Uncle Pio was watching, supervising it, making sure everyone was doing it right. And I was as far as away as I could from it. Uh, and Johani pulled it as hard as he could and out him and that goanna, they swung in a full circle around and around, and Jacob swung down trying to hit it and missed. And missed again. And Johani still holding onto it. Didn’t wanna let it go, but it was fighting and fighting. He just threw it in the air and we all watched it go up in the air and it landed a good metre or so away from them, just flat, stunned as it was, just looking gazed as it could be.  

Then it noticed me. I was standing as still as I could and I was stunned as well. ‘Cause I did, I was shocked by the entire sight of it all, just in general. And it started to gain its consciousness a bit and started to, then it just made a quick move cutting straight towards me.  

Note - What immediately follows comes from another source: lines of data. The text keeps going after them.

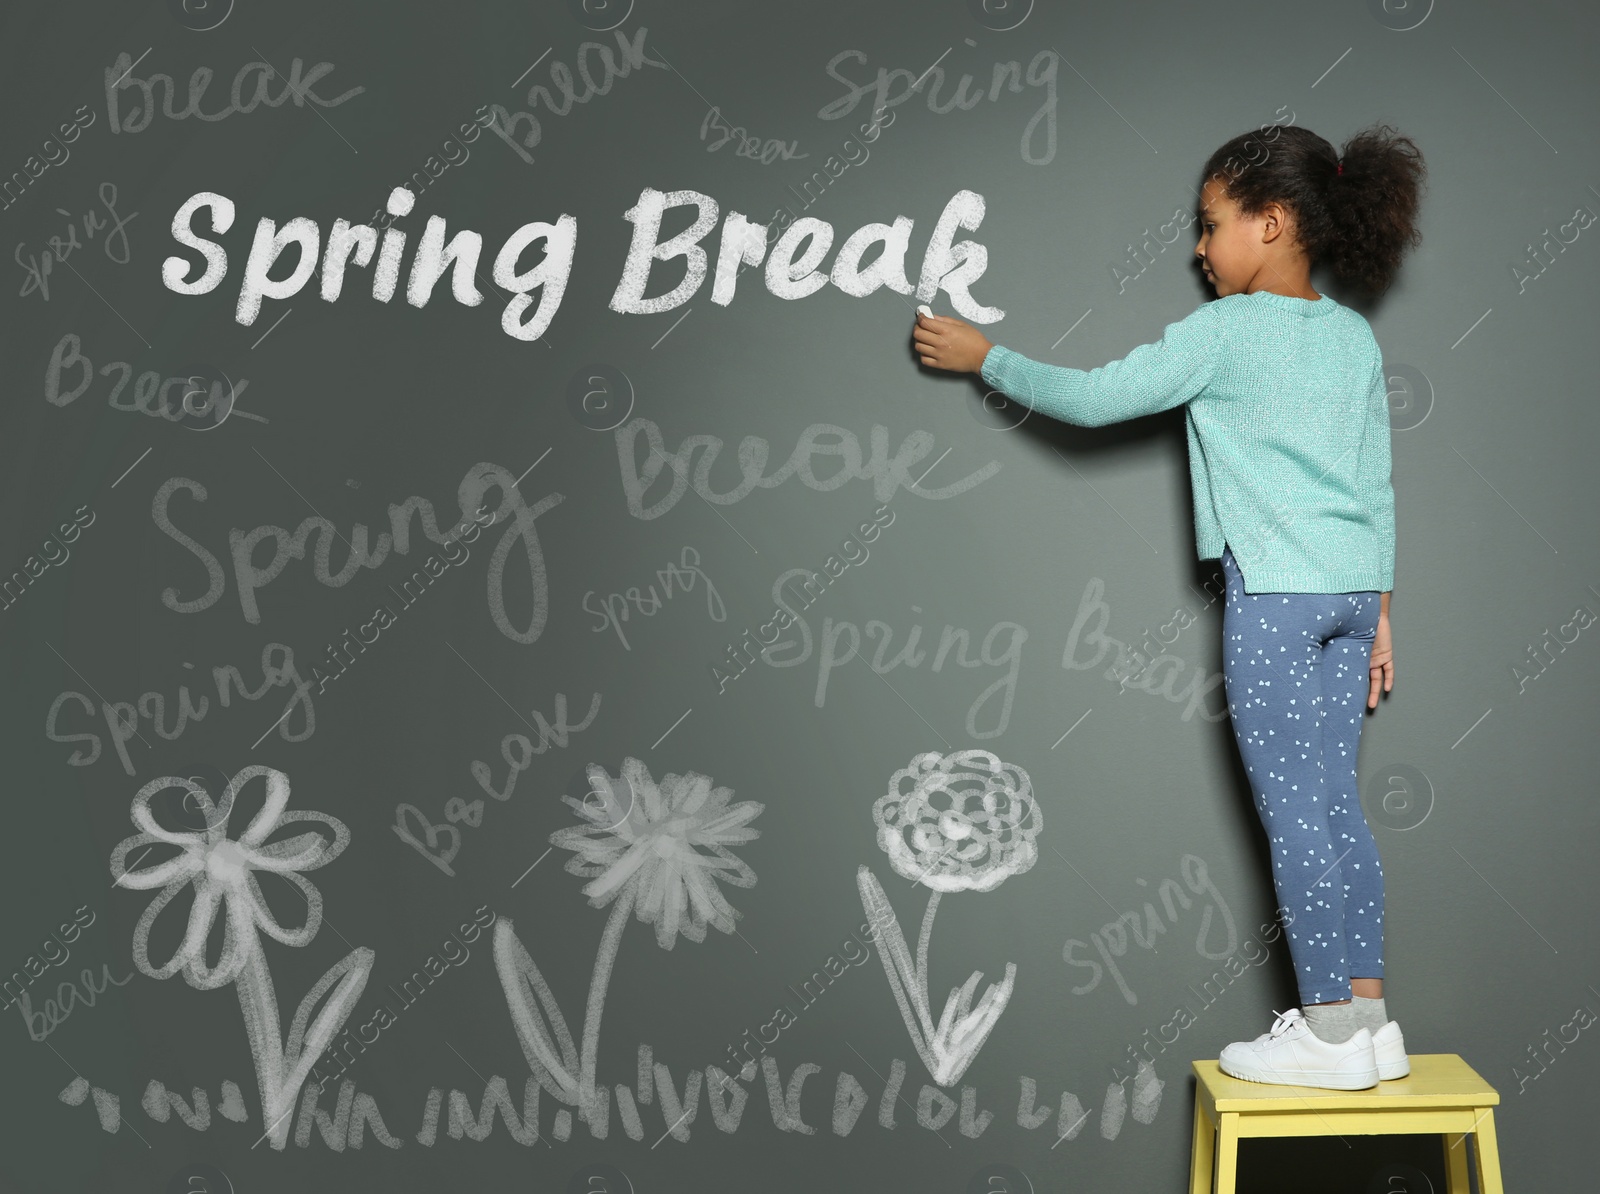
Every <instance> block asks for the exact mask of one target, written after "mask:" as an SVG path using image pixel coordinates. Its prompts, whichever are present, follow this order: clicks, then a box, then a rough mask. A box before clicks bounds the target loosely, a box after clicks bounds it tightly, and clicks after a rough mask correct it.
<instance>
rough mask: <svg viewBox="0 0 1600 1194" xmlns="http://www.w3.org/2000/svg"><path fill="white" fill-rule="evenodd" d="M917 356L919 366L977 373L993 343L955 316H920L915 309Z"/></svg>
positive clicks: (963, 372) (946, 369)
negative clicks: (984, 358) (922, 364)
mask: <svg viewBox="0 0 1600 1194" xmlns="http://www.w3.org/2000/svg"><path fill="white" fill-rule="evenodd" d="M910 335H912V339H914V341H915V343H917V355H918V359H920V360H922V363H923V365H933V367H934V368H936V370H949V371H950V373H978V370H979V368H981V367H982V363H984V357H986V355H987V354H989V349H992V347H994V343H992V341H990V339H989V338H987V336H986V335H984V333H981V331H979V330H978V328H974V327H973V325H971V323H968V322H966V320H962V319H955V315H923V314H920V312H918V315H917V327H915V328H914V330H912V333H910Z"/></svg>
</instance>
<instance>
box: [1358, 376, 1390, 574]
mask: <svg viewBox="0 0 1600 1194" xmlns="http://www.w3.org/2000/svg"><path fill="white" fill-rule="evenodd" d="M1366 426H1368V429H1370V434H1371V435H1373V439H1374V445H1373V447H1374V458H1373V467H1371V471H1370V472H1368V474H1366V490H1365V493H1363V495H1362V496H1365V498H1366V503H1368V507H1370V509H1371V511H1373V522H1374V523H1376V527H1378V531H1379V541H1381V544H1382V546H1381V549H1379V551H1381V557H1379V562H1378V567H1379V570H1381V571H1382V573H1384V576H1387V578H1389V586H1387V589H1392V587H1394V568H1395V487H1394V482H1392V480H1390V471H1392V456H1390V448H1389V378H1387V375H1386V373H1384V362H1382V357H1379V359H1378V365H1376V368H1374V376H1373V386H1371V392H1370V394H1368V423H1366ZM1387 589H1386V591H1387Z"/></svg>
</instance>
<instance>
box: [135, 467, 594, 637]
mask: <svg viewBox="0 0 1600 1194" xmlns="http://www.w3.org/2000/svg"><path fill="white" fill-rule="evenodd" d="M490 488H498V490H499V493H501V499H499V506H498V507H494V519H493V522H496V523H498V522H501V520H502V519H504V520H507V527H506V531H504V533H502V535H501V538H499V541H498V543H496V544H494V552H493V554H491V555H490V565H488V581H486V586H488V587H486V597H488V607H490V618H491V619H493V621H494V626H496V627H498V629H499V632H501V634H504V635H506V637H507V639H510V640H512V642H518V643H525V645H526V643H534V642H538V640H539V635H541V634H542V632H544V623H546V618H547V615H549V581H547V578H546V571H544V551H542V547H541V546H539V533H538V528H536V525H534V523H536V520H538V519H539V515H541V514H546V512H547V511H549V509H550V507H554V506H557V504H558V503H560V501H562V499H563V495H560V493H550V495H547V496H546V498H541V499H539V501H538V503H534V504H533V506H528V504H526V503H525V501H523V498H522V493H520V491H518V490H517V480H515V477H514V475H512V474H510V472H509V471H507V469H504V467H501V466H499V464H488V463H483V464H474V466H472V467H470V469H467V472H466V475H464V477H462V479H461V485H459V487H458V490H456V499H458V504H459V507H461V520H459V522H458V523H456V525H454V527H453V528H451V531H453V533H459V531H464V530H466V527H467V523H472V522H475V520H477V517H478V514H477V512H480V511H482V509H485V501H483V495H485V493H486V491H488V490H490ZM179 490H182V491H186V493H187V495H189V496H190V498H192V499H194V501H206V498H208V496H210V495H208V490H206V487H205V485H202V483H200V482H197V480H190V479H189V477H171V479H168V480H166V482H165V483H163V485H162V487H160V488H158V490H157V491H155V496H154V498H152V499H150V517H152V519H154V520H155V525H157V527H158V528H160V530H162V531H163V533H166V535H168V536H171V539H173V541H174V543H178V544H179V546H182V547H184V549H186V551H189V552H192V554H194V555H195V559H198V560H200V563H202V567H203V568H205V573H206V581H208V587H206V591H205V592H203V594H200V595H198V597H187V599H186V597H179V595H178V587H176V586H173V587H168V589H165V591H163V592H162V603H163V605H165V607H166V608H168V610H173V611H174V613H200V611H202V610H210V608H211V607H213V605H216V602H218V599H221V595H222V592H224V591H226V589H227V575H226V573H224V570H222V563H221V560H218V557H216V555H213V554H211V552H210V551H206V549H205V547H203V546H202V544H200V543H198V541H197V539H194V538H192V536H189V535H186V533H184V531H181V530H179V528H178V527H176V525H174V523H173V519H171V515H170V512H168V506H170V504H171V501H173V496H174V495H176V493H178V491H179ZM414 517H419V519H421V523H422V535H424V538H427V539H430V541H432V543H437V544H440V546H443V544H446V543H448V541H450V535H448V533H445V531H440V530H438V519H437V517H435V514H434V506H432V503H429V501H427V498H406V499H405V501H403V503H390V506H389V530H387V531H382V533H379V535H378V541H376V546H373V547H371V549H368V546H366V544H368V533H366V523H360V522H358V523H355V525H354V527H352V528H350V535H349V536H347V538H346V536H339V533H338V531H336V528H334V525H333V523H331V522H330V520H328V519H323V517H322V515H315V517H310V519H306V520H304V522H302V523H301V525H299V527H298V528H296V530H294V531H293V533H291V531H288V530H286V528H283V527H274V525H272V523H262V525H261V527H256V528H253V530H250V531H248V533H246V531H242V530H240V528H237V527H235V528H232V530H230V531H229V535H227V543H229V560H230V563H232V571H234V586H235V591H237V592H238V605H240V611H242V613H243V616H245V621H246V623H251V624H258V623H259V621H261V607H259V603H258V600H256V594H258V592H261V591H262V589H266V587H267V584H270V583H272V581H274V579H277V578H278V575H280V573H282V571H283V570H285V567H288V562H290V560H304V559H306V544H307V539H309V538H310V536H312V533H317V551H315V559H314V563H312V571H314V575H315V578H317V581H318V583H320V584H326V586H330V587H334V589H338V587H342V586H346V584H349V583H350V581H352V579H354V578H355V575H357V571H358V570H360V568H363V567H365V568H378V567H381V565H382V563H384V560H386V559H387V557H389V549H390V547H394V551H395V554H397V555H408V554H410V552H411V520H413V519H414ZM334 541H341V543H347V544H349V555H347V559H346V563H344V567H342V568H341V570H339V571H338V573H333V571H330V555H331V552H333V544H334ZM262 543H269V544H270V546H272V559H270V560H269V562H267V563H264V565H258V563H256V562H254V555H256V549H258V547H259V546H261V544H262ZM518 544H520V546H522V549H523V559H525V560H526V565H528V584H530V589H531V594H533V610H531V611H530V615H528V621H526V624H525V626H523V627H517V626H515V624H514V623H512V619H510V616H509V613H507V610H506V597H504V591H502V583H504V573H506V565H507V563H509V560H510V554H512V551H514V549H515V547H517V546H518ZM424 567H427V568H429V570H430V571H432V570H434V565H429V563H426V562H424ZM440 567H443V565H442V563H440ZM435 575H438V573H435Z"/></svg>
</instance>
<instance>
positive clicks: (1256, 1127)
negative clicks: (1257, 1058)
mask: <svg viewBox="0 0 1600 1194" xmlns="http://www.w3.org/2000/svg"><path fill="white" fill-rule="evenodd" d="M1194 1069H1195V1079H1197V1084H1195V1140H1194V1159H1192V1162H1190V1168H1189V1191H1190V1194H1234V1183H1235V1178H1237V1173H1238V1141H1240V1140H1242V1138H1245V1136H1339V1135H1350V1136H1379V1135H1424V1133H1434V1132H1437V1133H1442V1135H1443V1149H1445V1173H1446V1175H1448V1186H1446V1189H1448V1191H1450V1194H1470V1183H1469V1180H1467V1152H1466V1148H1464V1141H1466V1138H1467V1136H1472V1152H1474V1157H1475V1159H1477V1167H1478V1194H1502V1186H1501V1175H1499V1151H1498V1148H1496V1143H1494V1106H1496V1104H1499V1092H1496V1090H1494V1087H1491V1085H1490V1084H1488V1082H1485V1080H1483V1079H1482V1077H1480V1076H1478V1074H1477V1071H1474V1069H1472V1066H1469V1064H1467V1063H1466V1061H1462V1060H1461V1058H1459V1056H1458V1055H1454V1053H1413V1055H1411V1072H1410V1074H1406V1076H1405V1077H1398V1079H1392V1080H1389V1082H1379V1084H1378V1085H1376V1087H1368V1088H1366V1090H1322V1088H1318V1087H1285V1085H1275V1084H1267V1082H1243V1080H1240V1079H1235V1077H1229V1076H1227V1074H1224V1072H1222V1069H1221V1068H1219V1066H1218V1063H1216V1061H1214V1060H1211V1061H1195V1063H1194Z"/></svg>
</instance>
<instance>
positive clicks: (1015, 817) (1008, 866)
mask: <svg viewBox="0 0 1600 1194" xmlns="http://www.w3.org/2000/svg"><path fill="white" fill-rule="evenodd" d="M872 819H874V821H877V826H878V845H880V847H882V848H883V851H885V853H888V856H890V866H893V867H894V871H896V872H898V874H901V875H904V877H906V879H910V880H912V882H915V883H922V885H923V887H928V888H931V890H933V895H931V896H928V911H926V914H925V916H923V919H922V936H920V938H918V940H917V960H915V962H912V957H910V949H909V948H907V946H906V936H904V935H902V933H901V927H899V920H896V917H894V909H893V908H891V906H890V901H888V896H886V895H885V893H883V887H882V885H880V883H878V880H877V879H875V877H874V874H872V871H869V869H867V867H866V866H862V867H861V869H859V871H858V872H856V883H858V885H859V887H861V904H862V908H864V909H866V912H867V919H869V920H870V922H872V924H882V925H883V941H882V946H880V949H878V957H882V959H883V972H885V973H886V975H888V978H890V989H891V991H893V992H894V1002H896V1004H899V1008H901V1016H904V1020H906V1028H907V1031H909V1032H910V1040H912V1045H914V1047H915V1048H917V1053H918V1056H922V1061H923V1064H925V1066H926V1068H928V1072H930V1074H931V1076H933V1080H934V1082H938V1084H939V1085H941V1087H947V1085H952V1084H954V1082H957V1080H958V1079H960V1077H962V1074H963V1072H966V1068H968V1066H970V1064H971V1063H973V1060H974V1058H976V1056H978V1050H979V1048H982V1044H984V1039H986V1037H987V1036H989V1031H990V1029H992V1028H994V1026H995V1021H998V1020H1000V1013H1002V1012H1005V1005H1006V1002H1008V1000H1010V999H1011V984H1013V981H1014V980H1016V964H1013V962H1006V967H1005V978H1003V980H1002V981H1000V983H990V984H989V989H987V991H986V992H984V996H982V999H979V1000H978V1007H973V1005H971V1004H973V991H976V988H978V983H981V981H982V972H979V970H974V972H973V976H971V978H968V980H966V983H965V984H963V986H960V988H955V989H952V991H950V997H949V1000H946V1004H944V1015H942V1016H941V1018H939V1023H938V1026H934V1023H933V1015H931V1010H930V1000H928V938H930V936H931V933H933V914H934V912H936V911H938V908H939V896H941V895H942V893H944V891H962V890H971V891H992V890H994V888H995V887H998V885H1000V883H1002V882H1003V880H1005V879H1006V877H1008V875H1014V874H1021V872H1022V871H1027V869H1029V867H1030V866H1034V863H1035V861H1037V858H1038V847H1037V845H1034V837H1037V835H1038V831H1040V827H1042V819H1040V811H1038V802H1037V800H1034V791H1032V783H1030V781H1029V778H1027V771H1024V770H1022V768H1021V767H1013V765H1011V763H1003V762H1000V759H998V757H995V755H994V754H990V752H989V751H955V752H954V754H947V755H941V754H938V752H936V751H928V752H925V754H918V755H917V757H915V759H912V760H910V765H909V767H902V768H901V770H899V771H896V773H894V775H893V776H890V791H888V794H886V795H880V797H878V800H877V803H874V805H872Z"/></svg>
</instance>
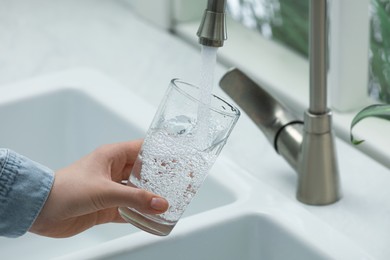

But luckily Uncle Pio, Jacob and Johani all were on it, immediately swinging with their sticks and went and killed it immediately. But Uncle Pio looking at me, he was like, Ed, what you doing, boy? Why are you standing still there? I’m like, what? I was, I wasn’t doing anything. He’s like, that’s the thing, Ed, you were standing still, he thought you was a tree. When you stand still and do nothing, that’s when the goanna is gonna go and climb you first. And I was like, ah. And he is like, there’s the other thing you missed out on doing, Ed. I’m like, what’s that? And he’s like, you got a camera in your hand… why didn’t you take any pictures? 

And so the things, I guess I learned two things that day. It was, really you gotta, you’ve kind of got two morals to that. You have to keep moving, gotta keep going. Don’t wanna get stagnant in what you’re doing. And it’s always good to keep, keep your motion going but also always being ready to take the shot. Never letting yourself miss out on opportunities. Otherwise you just miss out on things all the time. And it could have made a million dollars on that, on those pictures. That’s what Uncle Pio was always saying. “You could have made a million dollars, Ed, that day if you had just taken a picture.” Yeah. But, all right, thanks everyone. And that’s the story.